Julie Harris, the diminutive actress who won five Tony Awards for her stage performances and was also honoured for her work in television and film, died at age 87, a Massachusetts funeral home said.

Aside from her widely-acclaimed theatre work, Harris was known to television audiences in the 1980s for her role in the prime-time soap opera Knots Landing, in which she played a country music singer and the mother of another key character.

Harris was also nominated for an Oscar and appeared in more than 30 films, including East of Eden in 1955, in which she played James Dean’s love interest.

Harris attended the Yale School of Drama for one year before leaving in 1945 to begin acting on Broadway. After appearing in a number of productions, she was catapulted to fame at age 24 for her role in Carson McCullers’s American stage hit The Member of the Wedding.
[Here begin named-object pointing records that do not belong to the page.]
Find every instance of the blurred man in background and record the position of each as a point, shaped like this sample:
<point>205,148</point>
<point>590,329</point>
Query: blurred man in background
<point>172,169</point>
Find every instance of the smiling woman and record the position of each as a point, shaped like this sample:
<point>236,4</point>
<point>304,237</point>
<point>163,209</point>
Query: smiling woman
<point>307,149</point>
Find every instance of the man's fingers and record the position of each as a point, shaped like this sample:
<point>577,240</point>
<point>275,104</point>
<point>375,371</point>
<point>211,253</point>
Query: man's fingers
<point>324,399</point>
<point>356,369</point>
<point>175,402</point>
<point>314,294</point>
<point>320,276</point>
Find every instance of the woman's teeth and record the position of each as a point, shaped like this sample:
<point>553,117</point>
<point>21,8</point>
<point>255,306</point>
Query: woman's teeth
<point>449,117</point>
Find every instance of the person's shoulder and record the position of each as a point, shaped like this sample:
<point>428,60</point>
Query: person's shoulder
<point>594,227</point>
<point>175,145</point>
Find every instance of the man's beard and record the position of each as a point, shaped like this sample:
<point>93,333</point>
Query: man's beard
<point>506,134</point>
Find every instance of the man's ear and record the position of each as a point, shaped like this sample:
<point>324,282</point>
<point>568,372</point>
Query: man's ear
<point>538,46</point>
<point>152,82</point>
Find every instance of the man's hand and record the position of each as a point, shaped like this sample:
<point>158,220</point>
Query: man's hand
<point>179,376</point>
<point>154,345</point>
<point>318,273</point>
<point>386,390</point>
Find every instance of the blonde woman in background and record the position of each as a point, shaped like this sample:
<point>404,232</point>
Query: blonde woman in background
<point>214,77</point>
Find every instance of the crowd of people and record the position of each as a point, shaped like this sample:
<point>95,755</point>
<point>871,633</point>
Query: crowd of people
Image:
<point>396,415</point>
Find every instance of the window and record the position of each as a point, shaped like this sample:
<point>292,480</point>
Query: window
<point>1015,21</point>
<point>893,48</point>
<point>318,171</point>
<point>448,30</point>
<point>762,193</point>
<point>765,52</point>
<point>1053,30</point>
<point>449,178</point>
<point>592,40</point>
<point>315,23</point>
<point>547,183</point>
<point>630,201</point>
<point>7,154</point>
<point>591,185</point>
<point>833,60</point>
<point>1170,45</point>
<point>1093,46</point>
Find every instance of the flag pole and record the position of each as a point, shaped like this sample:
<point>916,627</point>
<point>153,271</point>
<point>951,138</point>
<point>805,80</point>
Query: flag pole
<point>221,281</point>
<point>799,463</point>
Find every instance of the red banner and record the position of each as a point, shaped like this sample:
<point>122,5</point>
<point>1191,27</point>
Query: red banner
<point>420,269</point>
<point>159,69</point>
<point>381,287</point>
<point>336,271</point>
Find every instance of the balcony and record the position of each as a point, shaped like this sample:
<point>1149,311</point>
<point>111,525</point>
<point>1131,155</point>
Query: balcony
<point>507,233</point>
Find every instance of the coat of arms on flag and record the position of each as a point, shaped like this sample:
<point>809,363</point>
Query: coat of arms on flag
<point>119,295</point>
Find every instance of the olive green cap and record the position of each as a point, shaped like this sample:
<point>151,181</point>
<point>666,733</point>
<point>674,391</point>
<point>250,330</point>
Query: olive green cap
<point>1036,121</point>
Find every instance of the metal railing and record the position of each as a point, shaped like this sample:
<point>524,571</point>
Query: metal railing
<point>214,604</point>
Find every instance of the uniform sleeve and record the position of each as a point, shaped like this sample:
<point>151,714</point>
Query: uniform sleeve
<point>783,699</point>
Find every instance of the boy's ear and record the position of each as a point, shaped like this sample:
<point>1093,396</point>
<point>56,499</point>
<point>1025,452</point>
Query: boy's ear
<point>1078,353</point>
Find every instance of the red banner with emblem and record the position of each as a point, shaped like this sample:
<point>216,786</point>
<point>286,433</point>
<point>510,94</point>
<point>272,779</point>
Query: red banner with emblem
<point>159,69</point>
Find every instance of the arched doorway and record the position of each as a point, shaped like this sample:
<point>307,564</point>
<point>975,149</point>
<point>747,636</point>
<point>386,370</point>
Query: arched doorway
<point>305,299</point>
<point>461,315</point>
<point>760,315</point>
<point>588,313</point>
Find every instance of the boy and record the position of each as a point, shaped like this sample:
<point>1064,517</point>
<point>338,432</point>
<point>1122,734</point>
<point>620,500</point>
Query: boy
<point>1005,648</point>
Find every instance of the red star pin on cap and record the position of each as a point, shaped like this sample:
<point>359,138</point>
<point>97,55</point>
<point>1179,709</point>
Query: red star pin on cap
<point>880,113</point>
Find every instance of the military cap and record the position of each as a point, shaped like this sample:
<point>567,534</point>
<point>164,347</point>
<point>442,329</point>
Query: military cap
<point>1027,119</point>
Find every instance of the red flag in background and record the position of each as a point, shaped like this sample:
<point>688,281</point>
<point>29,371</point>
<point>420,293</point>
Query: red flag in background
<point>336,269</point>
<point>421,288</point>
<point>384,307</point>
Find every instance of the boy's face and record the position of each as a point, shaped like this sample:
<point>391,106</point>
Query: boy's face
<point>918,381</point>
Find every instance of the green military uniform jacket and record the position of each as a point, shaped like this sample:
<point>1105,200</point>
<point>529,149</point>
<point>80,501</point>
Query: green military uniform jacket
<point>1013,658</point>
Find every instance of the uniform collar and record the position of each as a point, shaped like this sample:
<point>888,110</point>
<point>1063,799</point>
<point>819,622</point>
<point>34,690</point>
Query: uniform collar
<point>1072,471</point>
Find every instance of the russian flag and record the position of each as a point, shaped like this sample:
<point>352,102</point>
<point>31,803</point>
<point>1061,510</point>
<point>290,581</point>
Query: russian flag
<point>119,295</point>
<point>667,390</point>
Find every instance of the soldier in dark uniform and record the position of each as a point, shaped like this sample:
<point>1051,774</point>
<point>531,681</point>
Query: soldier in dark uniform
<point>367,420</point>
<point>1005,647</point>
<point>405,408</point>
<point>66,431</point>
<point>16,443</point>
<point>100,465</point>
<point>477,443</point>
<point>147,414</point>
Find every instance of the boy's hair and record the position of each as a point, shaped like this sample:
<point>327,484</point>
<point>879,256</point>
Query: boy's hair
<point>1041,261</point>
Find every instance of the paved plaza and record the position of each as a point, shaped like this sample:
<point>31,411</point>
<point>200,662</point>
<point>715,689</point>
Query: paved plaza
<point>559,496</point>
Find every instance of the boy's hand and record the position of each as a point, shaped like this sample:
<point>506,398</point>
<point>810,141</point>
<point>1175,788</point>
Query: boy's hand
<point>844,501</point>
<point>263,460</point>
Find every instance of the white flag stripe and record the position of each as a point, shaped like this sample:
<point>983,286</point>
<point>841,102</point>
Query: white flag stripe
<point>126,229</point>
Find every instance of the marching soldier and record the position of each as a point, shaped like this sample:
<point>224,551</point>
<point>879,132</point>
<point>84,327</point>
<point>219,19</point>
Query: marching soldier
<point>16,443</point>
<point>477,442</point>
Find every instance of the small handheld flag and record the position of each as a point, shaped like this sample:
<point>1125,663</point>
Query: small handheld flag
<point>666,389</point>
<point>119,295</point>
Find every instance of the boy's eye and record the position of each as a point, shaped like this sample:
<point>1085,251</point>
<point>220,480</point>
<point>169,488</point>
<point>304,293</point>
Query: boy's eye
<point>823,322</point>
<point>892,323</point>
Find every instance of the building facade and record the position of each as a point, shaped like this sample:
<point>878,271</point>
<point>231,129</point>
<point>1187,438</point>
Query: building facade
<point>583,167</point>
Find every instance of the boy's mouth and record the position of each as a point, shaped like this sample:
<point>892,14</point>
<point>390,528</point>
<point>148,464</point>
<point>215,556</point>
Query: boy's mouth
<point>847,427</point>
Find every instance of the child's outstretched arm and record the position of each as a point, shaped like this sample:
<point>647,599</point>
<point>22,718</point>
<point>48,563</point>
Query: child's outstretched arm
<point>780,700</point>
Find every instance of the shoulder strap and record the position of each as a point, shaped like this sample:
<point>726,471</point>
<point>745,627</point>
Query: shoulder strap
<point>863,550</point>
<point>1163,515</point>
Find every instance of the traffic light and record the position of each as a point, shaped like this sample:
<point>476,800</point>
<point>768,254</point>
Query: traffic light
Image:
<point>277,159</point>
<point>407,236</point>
Later in her career, Harris for many audiences would come to epitomise 19th-century American poet Emily Dickinson in her performance of William Luce’s 1976 one-woman play The Belle of Amherst.

She won the 1977 Tony Award for best actress in the play recreating Dickinson’s world by gossiping about neighbours, recounting daily household routines, and reciting the verse of the isolated, indiosyncratic and reclusive poet.

Harris “in a new twist on the old theatrical saw of an actor captivating an audience by reading the phone book” brought down the house by carefully and guilelessly reciting the poet’s recipe for her Black Cake which included 19 eggs and 2.3kg of raisins, wrote theatre critic Louis Chaplin.

She won four other Tony Awards and received five more Tony nominations during her career in addition to a lifetime achievement Tony Award in 2002. Harris also won three Emmys, and was nominated for an Oscar for her role in the 1952 film The Member of the Wedding, the movie version of the play that made her famous.

The actress often said in interviews that an active career in the theatre did not encourage stable marriages, and she was married and divorced three times.

“At its best, the theatre is a balm for hurt minds,” Harris said in a 2000 interview. “It unites us as human beings, gives us a home, brings us together. You say: That’s what it means to be alive, to be human, to feel your heart beat. That what it means. Theatre does that.”